Edward Teach, better known as Blackbeard, was one of the most feared men in the Caribbean and the East Coast of North America during the Golden Age of Piracy. Naturally, many of Blackbeard's myths were exaggerated, but the fact remains that he was a criminal. He was rumored to be impossible to kill---and it took some effort---but all the men would have to die, and he met his end on November 22, 1718. Let's look at the infamous life, brutal death, and many myths of Blackbeard, the pirate who plundered the West Indies.


Pirate Life

Much of Edward Teach's early life and background is lost to history, but we do know that his pirate expedition was headquartered in the West Indies beginning in 1716. He may have been a member of the crew working for other pirates while he earned his chops, but around 1717, Teach captured a French merchant ship, which he called the Queen Anne's Revenge. Named and equipped with guns and cannons. He later added more ships to his fleet, established a formidable reputation, and formed an alliance among other pirates. Within a relatively short period of time during the time of the pirates, he became the lord of the seas.



Blackbeard looked the part perfectly:

Many myths about Blackbeard's thirst for violence can be chalked up to his sinister form. Teach was a tall man with broad shoulders and piercing eyes, but his most amazing feature was his long, thick, jet-black beard, and he made good use of it. To enhance its scary look, he waxed the ends of his beard and set them on fire. He also lit a slow-burning match under his cap so that the smoke could be blown out of it. It wasn't the safest beauty routine, but the effect was diabolical. In reality he was.


A Gentle Pirate

Although Blackbeard had built up a reputation for being a ferocious monster, there is actually no evidence that he ever killed anyone. He was not above stealing from the merchant ships he hunted, but he shunned physical violence. Even when he was taken captive, he treated them well.

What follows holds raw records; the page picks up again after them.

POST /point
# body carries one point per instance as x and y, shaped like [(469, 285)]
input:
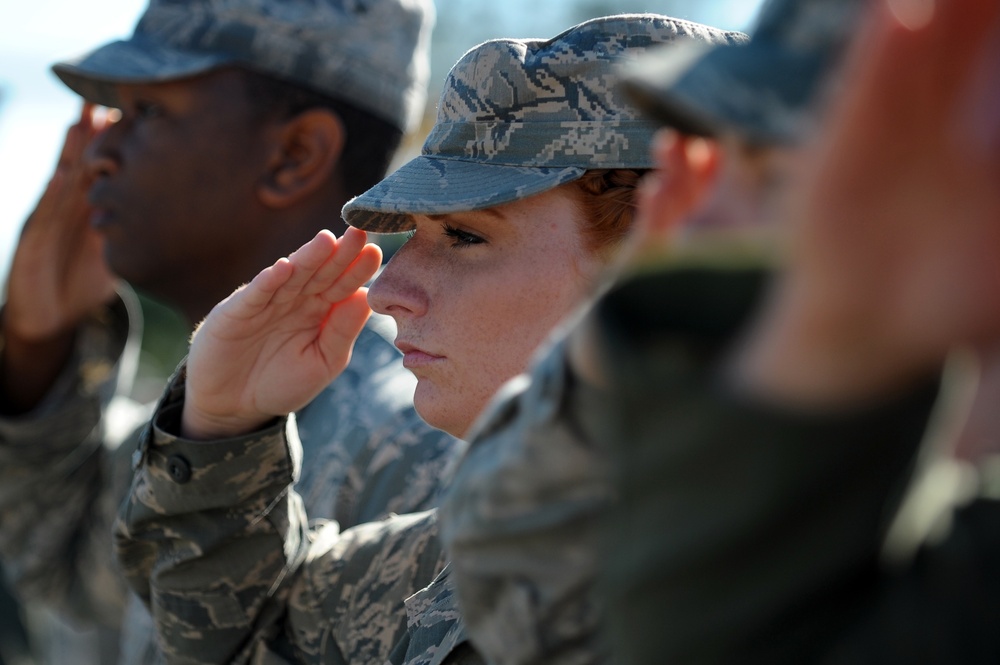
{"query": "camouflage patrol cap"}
[(761, 90), (372, 54), (518, 117)]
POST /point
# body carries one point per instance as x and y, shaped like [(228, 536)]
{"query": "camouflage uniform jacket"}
[(64, 468), (223, 554), (749, 531), (522, 521)]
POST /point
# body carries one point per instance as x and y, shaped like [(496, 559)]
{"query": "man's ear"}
[(306, 152)]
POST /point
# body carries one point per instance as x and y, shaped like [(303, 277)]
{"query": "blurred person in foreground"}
[(244, 126), (791, 475), (523, 518), (518, 202)]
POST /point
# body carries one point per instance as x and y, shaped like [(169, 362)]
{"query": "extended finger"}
[(306, 261), (349, 247), (250, 299), (342, 327), (352, 278)]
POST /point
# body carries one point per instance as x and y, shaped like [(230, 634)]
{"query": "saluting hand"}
[(274, 344), (58, 274)]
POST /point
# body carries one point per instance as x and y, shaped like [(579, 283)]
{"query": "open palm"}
[(274, 344)]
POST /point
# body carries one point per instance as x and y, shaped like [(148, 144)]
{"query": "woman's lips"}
[(415, 357)]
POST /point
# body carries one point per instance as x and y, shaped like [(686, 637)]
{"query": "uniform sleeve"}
[(215, 540), (63, 470), (522, 521), (367, 452), (745, 532)]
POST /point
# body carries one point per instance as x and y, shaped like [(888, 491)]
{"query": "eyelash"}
[(462, 238)]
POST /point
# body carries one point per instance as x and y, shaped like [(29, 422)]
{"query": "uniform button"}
[(179, 469)]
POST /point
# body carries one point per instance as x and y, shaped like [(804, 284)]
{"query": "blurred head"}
[(523, 189), (243, 124), (754, 102)]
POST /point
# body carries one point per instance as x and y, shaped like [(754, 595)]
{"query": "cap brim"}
[(95, 75), (759, 91), (429, 185)]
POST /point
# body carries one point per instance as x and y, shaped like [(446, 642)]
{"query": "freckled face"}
[(474, 294)]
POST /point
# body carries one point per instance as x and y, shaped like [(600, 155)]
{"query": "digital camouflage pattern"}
[(518, 117), (522, 521), (762, 89), (373, 54), (59, 488), (227, 560), (63, 473)]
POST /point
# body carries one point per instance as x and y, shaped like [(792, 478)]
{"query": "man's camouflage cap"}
[(518, 117), (761, 90), (373, 54)]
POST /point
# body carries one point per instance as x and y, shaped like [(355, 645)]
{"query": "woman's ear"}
[(305, 154)]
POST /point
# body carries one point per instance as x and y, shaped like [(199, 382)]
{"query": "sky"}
[(35, 108)]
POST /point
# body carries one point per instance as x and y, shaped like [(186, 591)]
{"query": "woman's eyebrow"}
[(443, 217)]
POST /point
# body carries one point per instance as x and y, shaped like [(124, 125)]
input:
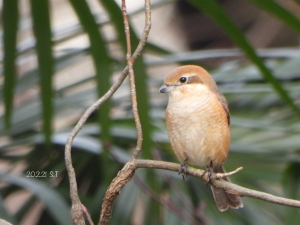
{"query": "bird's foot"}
[(209, 171), (183, 169)]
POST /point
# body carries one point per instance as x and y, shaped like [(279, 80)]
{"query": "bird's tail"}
[(223, 199)]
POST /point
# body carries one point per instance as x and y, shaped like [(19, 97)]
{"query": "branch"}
[(123, 177), (228, 187), (132, 84), (76, 210)]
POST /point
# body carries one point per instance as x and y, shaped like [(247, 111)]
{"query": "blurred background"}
[(59, 56)]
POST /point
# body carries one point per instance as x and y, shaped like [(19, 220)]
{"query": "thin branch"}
[(76, 212), (87, 215), (132, 84), (228, 187), (125, 175), (119, 182)]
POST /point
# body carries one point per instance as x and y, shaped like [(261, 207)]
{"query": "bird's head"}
[(188, 78)]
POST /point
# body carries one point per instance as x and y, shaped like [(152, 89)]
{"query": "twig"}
[(128, 170), (76, 210), (87, 215), (119, 182), (222, 175), (132, 84), (228, 187)]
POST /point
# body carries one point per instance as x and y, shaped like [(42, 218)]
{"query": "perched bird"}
[(197, 118)]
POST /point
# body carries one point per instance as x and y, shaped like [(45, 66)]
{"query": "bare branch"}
[(114, 189), (87, 215), (132, 84), (228, 187), (76, 210)]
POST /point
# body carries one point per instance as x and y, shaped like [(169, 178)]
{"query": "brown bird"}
[(197, 118)]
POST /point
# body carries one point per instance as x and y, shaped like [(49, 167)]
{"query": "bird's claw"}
[(209, 171), (183, 169)]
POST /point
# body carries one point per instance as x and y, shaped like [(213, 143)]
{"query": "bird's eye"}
[(183, 80)]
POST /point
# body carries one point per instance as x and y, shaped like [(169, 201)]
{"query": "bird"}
[(198, 120)]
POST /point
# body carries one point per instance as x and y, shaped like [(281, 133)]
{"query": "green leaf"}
[(280, 12), (101, 59), (42, 30), (54, 202), (10, 27), (218, 14)]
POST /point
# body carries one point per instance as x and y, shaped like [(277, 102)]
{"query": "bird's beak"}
[(165, 89)]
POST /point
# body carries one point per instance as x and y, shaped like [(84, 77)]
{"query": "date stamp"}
[(36, 174)]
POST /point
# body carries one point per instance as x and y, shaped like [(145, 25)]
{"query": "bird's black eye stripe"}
[(183, 80)]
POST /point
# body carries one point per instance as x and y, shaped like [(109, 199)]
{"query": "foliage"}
[(263, 96)]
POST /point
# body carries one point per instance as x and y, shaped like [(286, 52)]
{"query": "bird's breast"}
[(198, 129)]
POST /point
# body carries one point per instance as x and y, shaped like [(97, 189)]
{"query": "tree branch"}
[(76, 209), (228, 187), (132, 84)]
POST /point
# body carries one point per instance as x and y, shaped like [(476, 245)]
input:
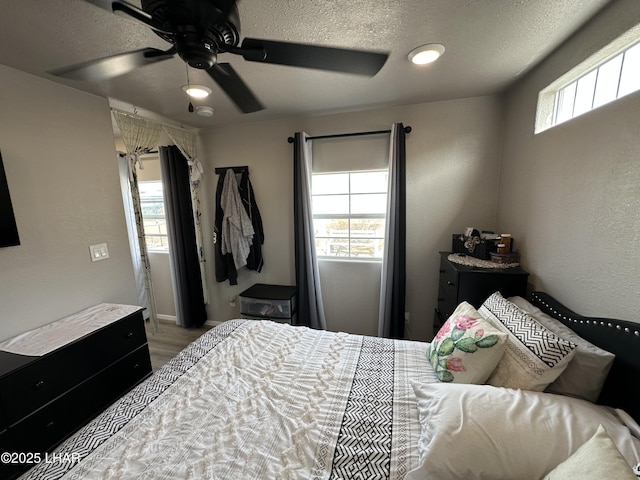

Blackbeard and his "Motley Fool"

When Edward Teach seized the cargo ship that would become his main ride, it was filled with African smuggling victims en route to the island of Martinique, where they were to be sold as slaves. He offered them a choice: they could join the pirates and live as free robbers, or they could continue on to their destination. Not surprisingly, most of them opted for independence. Several other pirates went on to join the ships, but many others stayed with Blackbeard until he was met with the destruction of his waters. Blackbeard's diverse group of sailors was called the "Motley Crew".